Annotations

When a Question Answering, Extraction, Multi-Dimensional Extraction, or Agent job completes, each result contains a referenceIds field. These IDs point to annotation objects — structured records that identify the exact passages in your documents that the AI used to produce each answer or extracted value.

Fetching Annotations for a Job

A single endpoint returns all annotations for all results in a job. It aggregates every referenceIds value across all results and resolves them in one call.

cURL
Python (httpx)
R
SDK

# For a QA job
curl -s "https://<api-domain>/api/core/qa/jobs/${JOB_ID}/annotations" \
  -H "Authorization: Bearer <your-pat>"

# For an Extraction job
curl -s "https://<api-domain>/api/core/extraction/jobs/${JOB_ID}/annotations" \
  -H "Authorization: Bearer <your-pat>"

# For a Multi-Dimensional Extraction job
curl -s "https://<api-domain>/api/core/multi-dim-extraction/jobs/${JOB_ID}/annotations" \
  -H "Authorization: Bearer <your-pat>"

# For an Agent job
curl -s "https://<api-domain>/api/core/agent/jobs/${JOB_ID}/annotations" \
  -H "Authorization: Bearer <your-pat>"

from typing import Any
from pydantic import BaseModel, Field

class AnnotationId(BaseModel):
    id: str
    entity_type: str = Field(alias="entityType")

class BboxDto(BaseModel):
    x0: float
    y0: float
    x1: float
    y1: float

class EliseAnnotation(BaseModel):
    id: AnnotationId
    type: str
    status: str | None = None
    data: dict[str, Any] | None = None
    created_time: int | None = Field(default=None, alias="createdTime")
    modified_time: int | None = Field(default=None, alias="modifiedTime")

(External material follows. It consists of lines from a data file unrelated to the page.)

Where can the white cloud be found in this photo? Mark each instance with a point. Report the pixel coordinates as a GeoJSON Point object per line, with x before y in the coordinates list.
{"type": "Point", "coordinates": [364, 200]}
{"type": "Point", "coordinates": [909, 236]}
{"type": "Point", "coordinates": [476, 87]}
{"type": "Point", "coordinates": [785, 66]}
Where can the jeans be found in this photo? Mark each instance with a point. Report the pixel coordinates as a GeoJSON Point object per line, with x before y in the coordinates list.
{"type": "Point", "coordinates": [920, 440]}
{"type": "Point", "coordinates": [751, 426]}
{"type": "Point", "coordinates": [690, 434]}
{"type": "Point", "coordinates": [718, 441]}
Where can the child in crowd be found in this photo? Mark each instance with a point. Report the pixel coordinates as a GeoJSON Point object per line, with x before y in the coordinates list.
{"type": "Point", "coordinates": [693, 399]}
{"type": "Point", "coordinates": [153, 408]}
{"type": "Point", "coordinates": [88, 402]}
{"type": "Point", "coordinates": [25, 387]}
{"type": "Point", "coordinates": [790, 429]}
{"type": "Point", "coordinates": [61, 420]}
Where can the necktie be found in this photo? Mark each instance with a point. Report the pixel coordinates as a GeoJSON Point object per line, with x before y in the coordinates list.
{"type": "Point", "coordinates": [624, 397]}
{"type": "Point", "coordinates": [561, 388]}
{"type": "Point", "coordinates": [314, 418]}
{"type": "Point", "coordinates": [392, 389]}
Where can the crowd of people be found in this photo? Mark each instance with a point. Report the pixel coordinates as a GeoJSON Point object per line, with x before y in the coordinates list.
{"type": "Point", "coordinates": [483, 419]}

# Replace "qa" with "extraction", "multi-dim-extraction", or "agent" for other job types
response = client.get(f"/qa/jobs/{job_id}/annotations")
response.raise_for_status()

annotations = [EliseAnnotation.model_validate(a) for a in response.json()]
for ann in annotations:
    if ann.data is None:
        continue
    print(f"[{ann.data.get('documentName')}] {ann.data.get('content', '')[:120]}")
    for pos in ann.data.get("positions", []):
        if pos.get("type") == "BBOX":
            print(f"  Page {pos['pageNumber']}: ({pos['bbox']['x0']:.1f}, {pos['bbox']['y0']:.1f})")
        elif pos.get("type") == "CELL":
            print(f"  Sheet '{pos['sheetName']}' row {pos['row']} col {pos['col']}")
        elif pos.get("type") == "LINE":
            print(f"  Line {pos['lineNumber']} cols {pos['columnIndexStart']}–{pos['columnIndexStop']}")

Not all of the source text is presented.